Random Constant Spread, pg. 6 • What was wrong with the RCS model? • Basically, problem lies to the simplification of the probability involved. • The assumption that if aN machines are infected then (aN)(1-a)K machines will be infected in next hour is wrong. • Randomly choosing an address might mean that you actually try to reinfect an already infected machine. • Or, by randomly choosing an address, two infected machines might try to infect the same machine. • Overall, the value of RCS is not its rigor, but the fact it reveals underlying principles and dynamics.
Better Worm Strategies • Localized Scanning: • It takes more time to infect a node further away than one nearby. • Localized scanning seeks to balance the amount of attempts a worm takes in infecting a nearby machine versus choosing a random machine on the Internet. • Strategy employed in Code Red II. • Hit List Scanning: • We saw that worms take a while to get started, but once started they grow exponentially. How do we speed up the start? • Idea: • Give the initial worm a list of “high-potential targets”. • Once it infects a machine on the hit-list, it splits the hit-list in half and gives half to child worm to use. • Child worms continue replicating and splitting hit list. • Advantages: hit-list shrinks quickly, initial spread is very quick.

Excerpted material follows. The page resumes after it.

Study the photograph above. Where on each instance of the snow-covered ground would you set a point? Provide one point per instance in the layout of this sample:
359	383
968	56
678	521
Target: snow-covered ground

Better Worm Strategies, pg. 2 • Permutation Scanning: • One limitation of random scanning is that different nodes may try to infect the same machine, or infect an already infected machine. • Idea: • Each worm gets a starting point of permutation space to work with. • Permutation Space is mapped to IP Address Space via a 32 bit cipher (with fixed key). • The worm goes along attempting to infect each machine in its region of permutation space. If it ever encounters a machine that has been infected, it knows that its permutation space will start overlapping another worm’s permutation space, so it chooses a new, random place to start from in permutation space. • Result: Worms end up trying to work on separate sections of permutation space. • Improvements: Enforced partitions of permutation space.